Without a Congressional Budget Office prediction, the only estimate of the cost of filling the gap comes from the Medicare program's chief actuary, Richard S. Foster, who told House Republicans it would be $31 billion over the next decade. No one has analyzed how expensive the expanded drug benefits would become after that, although health-care options prepared a year ago by the CBO provided a clue: It said that, if the gap were eliminated right away, it would cost $134 billion over 10 years.
Democrats predict that, in the end, pharmaceutical companies will provide enough money to cover the expense.

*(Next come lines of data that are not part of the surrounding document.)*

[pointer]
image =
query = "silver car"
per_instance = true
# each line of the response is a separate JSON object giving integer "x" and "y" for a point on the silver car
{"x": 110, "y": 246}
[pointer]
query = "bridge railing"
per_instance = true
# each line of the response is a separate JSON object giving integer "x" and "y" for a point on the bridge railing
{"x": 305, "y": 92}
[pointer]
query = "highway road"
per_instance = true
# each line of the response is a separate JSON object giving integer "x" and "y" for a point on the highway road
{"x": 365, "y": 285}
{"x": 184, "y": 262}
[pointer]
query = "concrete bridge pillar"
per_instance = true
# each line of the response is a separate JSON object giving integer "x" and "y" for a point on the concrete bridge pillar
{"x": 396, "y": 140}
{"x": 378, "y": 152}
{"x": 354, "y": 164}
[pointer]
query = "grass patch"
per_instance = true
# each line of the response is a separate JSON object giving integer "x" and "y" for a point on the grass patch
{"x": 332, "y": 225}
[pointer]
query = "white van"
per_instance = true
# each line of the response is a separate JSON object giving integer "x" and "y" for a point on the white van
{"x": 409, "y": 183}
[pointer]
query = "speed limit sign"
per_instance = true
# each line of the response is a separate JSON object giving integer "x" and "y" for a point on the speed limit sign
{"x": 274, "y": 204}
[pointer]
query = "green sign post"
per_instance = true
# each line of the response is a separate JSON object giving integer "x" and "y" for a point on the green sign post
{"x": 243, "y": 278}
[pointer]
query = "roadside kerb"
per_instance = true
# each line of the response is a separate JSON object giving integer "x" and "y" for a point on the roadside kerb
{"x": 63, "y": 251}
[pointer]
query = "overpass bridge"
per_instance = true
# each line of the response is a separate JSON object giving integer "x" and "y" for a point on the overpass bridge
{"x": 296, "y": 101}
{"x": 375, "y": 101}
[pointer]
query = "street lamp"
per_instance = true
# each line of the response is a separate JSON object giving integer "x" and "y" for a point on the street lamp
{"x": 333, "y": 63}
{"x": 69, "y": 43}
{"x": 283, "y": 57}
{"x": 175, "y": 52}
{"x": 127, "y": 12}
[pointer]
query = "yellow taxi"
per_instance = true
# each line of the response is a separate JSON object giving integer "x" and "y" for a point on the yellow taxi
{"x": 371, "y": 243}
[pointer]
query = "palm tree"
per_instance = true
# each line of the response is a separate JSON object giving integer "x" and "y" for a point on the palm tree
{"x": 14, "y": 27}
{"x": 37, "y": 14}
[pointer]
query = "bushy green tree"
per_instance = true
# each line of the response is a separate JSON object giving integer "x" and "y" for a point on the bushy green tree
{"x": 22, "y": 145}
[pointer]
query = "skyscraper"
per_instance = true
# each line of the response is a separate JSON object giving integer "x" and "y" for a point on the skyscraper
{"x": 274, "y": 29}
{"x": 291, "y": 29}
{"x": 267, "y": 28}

Republicans are skeptical. "They are shielding the true cost by phasing it in," said Sage Eastman, spokesman for Rep. Dave Camp (Mich.), ranking Republican on the Ways and Means Committee.
Meanwhile, no one knows how much the pharmaceutical industry could end up benefiting by an expansion in coverage that could drive up spending on brand-name drugs. Said one health policy expert who favors closing the gap: "It's not very transparent."